Van alles wat ik had gezien op het festivalterrein was deze opvallende trap het meest uitnodigend. Ik moest en zou omhoog, richting de blauwe hemel, waar de open ruimte lonkte. Volgens het programmaboekje hoorde op één van de krukjes een festivalfilosoof te zitten; iemand die ‘overzichtelijke gesprekken’ voerde met nieuwsgierige geesten. Maar filosofen moeten ook wel eens hun dorst lessen (of de gevolgen daarvan lozen), daarom had ik het rijk alleen.
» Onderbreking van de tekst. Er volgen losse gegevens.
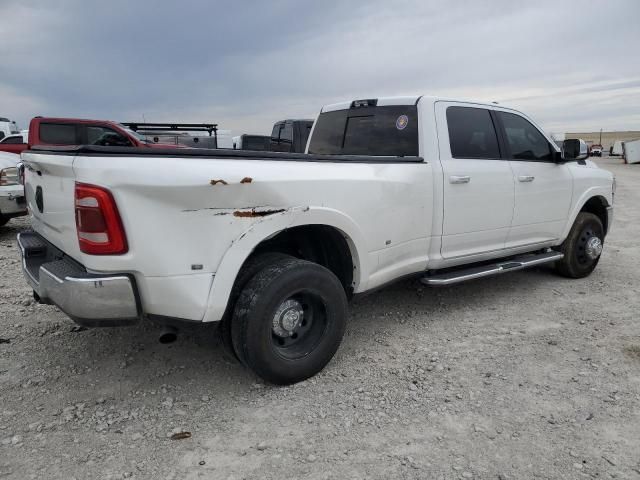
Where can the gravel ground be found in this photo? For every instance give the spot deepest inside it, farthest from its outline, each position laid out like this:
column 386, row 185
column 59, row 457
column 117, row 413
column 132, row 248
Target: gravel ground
column 526, row 375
Eenmaal boven draaide ik traag 360 graden rond om van het kleurrijke panorama te genieten. Het bleek een stille sensatie om als toeschouwer opgetild te zijn uit de bewegende festivalmassa, al maakte het me ook wat wiebelig. Net toen mijn handen het koele metaal vastpakten en mijn billen rust vonden op het krukje, kwam er aan de andere kant een meisje de trap op. Een beetje verlegen ging ze zitten, maar ze stelde meteen een rake vraag: “Weet jij iets van de ziel der dingen?”
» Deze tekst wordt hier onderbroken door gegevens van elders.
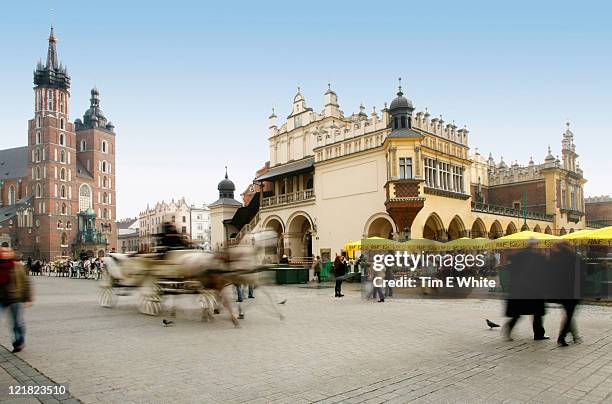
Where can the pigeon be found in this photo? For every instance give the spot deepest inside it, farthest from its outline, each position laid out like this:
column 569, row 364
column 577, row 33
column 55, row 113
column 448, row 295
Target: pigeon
column 491, row 324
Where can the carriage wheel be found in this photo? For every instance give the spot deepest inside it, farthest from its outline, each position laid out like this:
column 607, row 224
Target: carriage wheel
column 106, row 297
column 149, row 301
column 207, row 301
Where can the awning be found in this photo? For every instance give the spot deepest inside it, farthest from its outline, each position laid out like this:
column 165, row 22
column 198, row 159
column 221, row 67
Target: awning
column 304, row 164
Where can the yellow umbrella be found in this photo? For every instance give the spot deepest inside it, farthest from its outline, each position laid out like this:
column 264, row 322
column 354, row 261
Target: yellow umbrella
column 599, row 237
column 420, row 244
column 523, row 239
column 466, row 243
column 576, row 234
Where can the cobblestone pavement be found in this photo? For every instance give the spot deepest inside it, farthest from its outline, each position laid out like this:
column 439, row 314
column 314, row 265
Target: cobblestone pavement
column 326, row 350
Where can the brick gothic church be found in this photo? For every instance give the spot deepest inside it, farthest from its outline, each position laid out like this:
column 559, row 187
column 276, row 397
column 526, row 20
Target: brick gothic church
column 57, row 194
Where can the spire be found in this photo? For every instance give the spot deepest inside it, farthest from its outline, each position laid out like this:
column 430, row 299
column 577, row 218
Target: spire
column 52, row 52
column 52, row 74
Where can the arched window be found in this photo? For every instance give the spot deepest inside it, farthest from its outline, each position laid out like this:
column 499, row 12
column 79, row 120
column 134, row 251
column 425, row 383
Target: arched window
column 11, row 195
column 84, row 197
column 50, row 100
Haar open blik peilde de mijne, al wachtte ze mijn antwoord niet af. “Soms voel ik me net een kat die achter zijn eigen staart aan rent”, bekende ze. “Hoe dieper ik nadenk over het mysterie waarin we leven, hoe meer mijn gedachten doordraaien. Want altijd als ik een tipje te pakken heb, als ik meen mezelf en de wereld te doorgronden, dan ontglipt het me weer. Daarom werkt filosoferen volgens mij averechts. Al die vragen en mogelijke antwoorden remmen de overgave aan het leven zelf.” Ze pauzeerde even en keek me schuin aan. Ik wilde vragen: waarom? Maar iets hield me tegen.
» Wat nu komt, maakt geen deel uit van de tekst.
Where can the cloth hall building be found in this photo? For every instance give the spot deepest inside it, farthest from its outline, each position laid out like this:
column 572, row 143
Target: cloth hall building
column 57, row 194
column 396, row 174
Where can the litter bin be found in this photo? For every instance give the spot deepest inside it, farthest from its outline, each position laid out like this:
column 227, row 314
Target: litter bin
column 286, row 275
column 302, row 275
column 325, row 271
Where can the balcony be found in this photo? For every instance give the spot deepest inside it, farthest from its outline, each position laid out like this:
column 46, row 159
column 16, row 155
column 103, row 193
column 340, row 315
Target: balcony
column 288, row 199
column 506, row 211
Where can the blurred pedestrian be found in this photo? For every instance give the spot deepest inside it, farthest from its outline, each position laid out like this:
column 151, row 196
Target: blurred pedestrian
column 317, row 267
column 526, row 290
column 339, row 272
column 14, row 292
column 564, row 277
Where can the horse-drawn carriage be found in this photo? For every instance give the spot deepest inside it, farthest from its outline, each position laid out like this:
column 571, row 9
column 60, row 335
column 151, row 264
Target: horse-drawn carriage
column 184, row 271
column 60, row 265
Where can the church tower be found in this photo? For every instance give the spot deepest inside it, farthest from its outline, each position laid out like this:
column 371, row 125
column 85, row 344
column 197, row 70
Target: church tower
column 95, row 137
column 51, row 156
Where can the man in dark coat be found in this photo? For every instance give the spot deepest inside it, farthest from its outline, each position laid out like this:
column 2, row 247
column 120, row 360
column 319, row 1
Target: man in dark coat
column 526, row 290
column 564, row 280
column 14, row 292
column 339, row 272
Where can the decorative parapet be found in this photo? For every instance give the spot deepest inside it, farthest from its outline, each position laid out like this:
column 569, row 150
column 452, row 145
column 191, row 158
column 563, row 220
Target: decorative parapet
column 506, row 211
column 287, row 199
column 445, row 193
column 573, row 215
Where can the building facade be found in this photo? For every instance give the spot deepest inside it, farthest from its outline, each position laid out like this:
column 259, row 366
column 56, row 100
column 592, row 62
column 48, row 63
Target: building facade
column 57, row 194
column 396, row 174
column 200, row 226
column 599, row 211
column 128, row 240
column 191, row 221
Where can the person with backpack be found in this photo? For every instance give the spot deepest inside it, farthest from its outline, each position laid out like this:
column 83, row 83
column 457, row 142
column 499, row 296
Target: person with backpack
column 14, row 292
Ze leek mijn gedachten te raden. “De ziel der dingen is nauwelijks te bevatten met het hoofd”, vervolgde ze. “De moed om van binnenuit te voelen, daar gaat het om. Van liefde en blijdschap tot pijn en verdriet. Alles wat ons oprecht in het hart raakt, herinnert ons aan wie we zijn. Hoe opener ons hart, hoe meer de bezieling stroomt. Maar vaak overstemt ons hoofd de essentie door alles te willen onderzoeken, bevragen, uitmeten, berekenen en verklaren. We zijn voortdurend druk met invullen, terwijl het onbeschrijflijke ons de antwoorden in stilte geeft. Net zoals het ongezegde in een blik of gebaar ons feilloos laat voelen waar het in wezen om draait.”
Haar warme handen vonden de mijne op het koele metaal en onze ogen spiegelden elkaar. Daarna waren we samen stil, in een onzichtbare bubbel waarin alles klopte. Mijn hart nog het meest. Of dat meisje daar nu werkelijk was of niet, het was op die stralend witte trap onder de blauwe hemel, te midden van alle andere loslopende festivalgangers, dat ik me meer dan ooit verbonden voelde.
NB: De installatie voor ‘overzichtelijke gesprekken’ is ontworpen door Oscar Prinsen van het Instituut voor de Loslopende Mens.